Wow, nice but tricky. First of all, we have to assume an endiannes, because it is not specified. Let's assume the most common little endian. This is important for the integer and pointer storage.
OK, here goes, step by step:
The program initializes variables a,b and c.
a=10;
This causes the values 10,0,0,0 to be written at 5000.
b='A';
This causes 65 to be written at 5004
char c[3];
Has no effect (yet).
Our memory now looks like:
5000: 10 0 0 0
5004: 65 xx xx xx (xx means we don't know)

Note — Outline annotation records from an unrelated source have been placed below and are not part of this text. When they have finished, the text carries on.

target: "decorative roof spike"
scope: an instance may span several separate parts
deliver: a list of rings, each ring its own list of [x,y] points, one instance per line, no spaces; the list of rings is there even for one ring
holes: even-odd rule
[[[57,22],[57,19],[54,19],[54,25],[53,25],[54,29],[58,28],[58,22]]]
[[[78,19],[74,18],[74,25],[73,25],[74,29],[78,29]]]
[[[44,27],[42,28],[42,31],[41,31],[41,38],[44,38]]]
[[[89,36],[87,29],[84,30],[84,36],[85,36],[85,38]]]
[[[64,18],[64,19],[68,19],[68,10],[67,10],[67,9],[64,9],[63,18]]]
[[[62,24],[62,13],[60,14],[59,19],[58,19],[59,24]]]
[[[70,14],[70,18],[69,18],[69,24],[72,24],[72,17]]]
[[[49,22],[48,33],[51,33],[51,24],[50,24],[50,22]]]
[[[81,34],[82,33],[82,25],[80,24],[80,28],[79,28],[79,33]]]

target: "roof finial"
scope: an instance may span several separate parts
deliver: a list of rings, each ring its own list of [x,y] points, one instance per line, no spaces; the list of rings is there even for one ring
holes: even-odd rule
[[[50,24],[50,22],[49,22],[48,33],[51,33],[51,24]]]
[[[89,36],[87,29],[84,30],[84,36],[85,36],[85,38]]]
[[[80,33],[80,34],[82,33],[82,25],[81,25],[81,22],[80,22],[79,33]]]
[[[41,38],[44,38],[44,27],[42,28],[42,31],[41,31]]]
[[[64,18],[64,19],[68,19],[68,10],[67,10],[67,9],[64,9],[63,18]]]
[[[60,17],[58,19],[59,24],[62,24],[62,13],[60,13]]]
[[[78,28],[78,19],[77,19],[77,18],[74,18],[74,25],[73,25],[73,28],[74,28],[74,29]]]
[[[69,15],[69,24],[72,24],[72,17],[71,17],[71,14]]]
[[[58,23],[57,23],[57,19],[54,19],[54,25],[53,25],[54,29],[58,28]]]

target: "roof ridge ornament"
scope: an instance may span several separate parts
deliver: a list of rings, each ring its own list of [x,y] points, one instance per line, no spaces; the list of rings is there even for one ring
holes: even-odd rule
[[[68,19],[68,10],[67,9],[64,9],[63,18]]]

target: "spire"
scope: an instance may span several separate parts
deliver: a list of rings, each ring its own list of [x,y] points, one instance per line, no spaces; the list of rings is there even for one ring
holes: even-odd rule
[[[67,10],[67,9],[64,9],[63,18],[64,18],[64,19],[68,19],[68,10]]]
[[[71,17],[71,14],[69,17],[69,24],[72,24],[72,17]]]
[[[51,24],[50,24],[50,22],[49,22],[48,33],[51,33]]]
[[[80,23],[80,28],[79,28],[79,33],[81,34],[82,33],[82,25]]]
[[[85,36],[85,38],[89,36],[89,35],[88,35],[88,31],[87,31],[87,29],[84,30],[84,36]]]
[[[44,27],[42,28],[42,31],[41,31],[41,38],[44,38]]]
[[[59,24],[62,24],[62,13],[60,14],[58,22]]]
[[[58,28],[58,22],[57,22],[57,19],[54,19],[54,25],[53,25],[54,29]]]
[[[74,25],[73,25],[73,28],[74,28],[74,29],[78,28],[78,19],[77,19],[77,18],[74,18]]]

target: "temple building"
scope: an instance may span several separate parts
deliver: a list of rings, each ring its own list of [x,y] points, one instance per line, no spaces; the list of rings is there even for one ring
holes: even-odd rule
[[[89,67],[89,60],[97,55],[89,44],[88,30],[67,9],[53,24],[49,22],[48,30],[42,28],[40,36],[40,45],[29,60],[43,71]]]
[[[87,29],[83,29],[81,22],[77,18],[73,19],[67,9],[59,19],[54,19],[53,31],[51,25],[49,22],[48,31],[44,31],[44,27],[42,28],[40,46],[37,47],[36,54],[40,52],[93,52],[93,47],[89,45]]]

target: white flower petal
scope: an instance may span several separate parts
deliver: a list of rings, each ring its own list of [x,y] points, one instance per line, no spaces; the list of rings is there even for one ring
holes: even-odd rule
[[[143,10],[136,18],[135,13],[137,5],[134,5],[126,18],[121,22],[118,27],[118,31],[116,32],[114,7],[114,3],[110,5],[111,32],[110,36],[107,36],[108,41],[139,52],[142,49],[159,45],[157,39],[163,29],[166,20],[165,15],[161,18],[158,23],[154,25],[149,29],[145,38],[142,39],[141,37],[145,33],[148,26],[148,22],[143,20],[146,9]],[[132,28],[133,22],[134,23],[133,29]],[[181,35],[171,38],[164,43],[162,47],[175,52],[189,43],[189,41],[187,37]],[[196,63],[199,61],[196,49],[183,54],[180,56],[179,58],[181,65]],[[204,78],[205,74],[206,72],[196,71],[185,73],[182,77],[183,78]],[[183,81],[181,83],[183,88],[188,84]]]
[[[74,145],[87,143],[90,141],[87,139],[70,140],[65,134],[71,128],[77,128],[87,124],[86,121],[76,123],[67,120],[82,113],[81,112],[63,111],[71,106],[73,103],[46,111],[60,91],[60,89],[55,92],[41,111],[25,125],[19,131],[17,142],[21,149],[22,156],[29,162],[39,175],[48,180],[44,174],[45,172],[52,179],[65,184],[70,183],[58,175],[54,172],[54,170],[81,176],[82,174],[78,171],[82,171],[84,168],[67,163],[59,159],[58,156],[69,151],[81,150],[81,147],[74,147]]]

Then, the c[] array gets initialized:
c[0]='B';
c[1]='C';
c[2]=0;
66 gets written to 5005
67 gets written to 5006
0 gets written to 5007
Our memory now looks like:
5000: 10 0 0 0
5004: 65 66 67 00
Now we're going to call the CS262_Function(). It takes two pointers. A pointer is just a memory address. Pointer x will have the address of a, so x=5000.Pointer y will have the address of the first element of c, so y=5005
Our memory around 6000 will look like this:
6000: 136 19 0 0
6004: 141 19 0 0
How did I get this? Well, integer 5000 is 0x00001388 hexadecimal, which when reversed and converted to decimal, gives:
136 19 0 0 (0x88 = 136; 0x13 = 19)
Now the code inside the function will manipulate the memory:
*x = *x + y[0]
The integer originally called a is now called *x. The first element of array y[] gets added, which acutally is array c[].
So *x = 10 + 66 = 76
y[1]=y[0]+1
The memory cell that used to hold 67 now gets overwritten by 66+1 which is... 67 again.
y[0]=y[2]
The zero byte gets copied to the first location. The memory now looks like this:
5000: 76 0 0 0
5004: 65 0 67 00
The second invocation of the function passes the same integer pointer, but now references b in stead of c. So one pointer address slightly changes:
6000: 136 19 0 0
6004: 140 19 0 0
If you follow the calculations in the same way, you'll find that the memory changes to:
5000: 141 0 0 0
5004: 67 66 67 00
I hope I didn't make a mistake but if I did you should be able to spot it.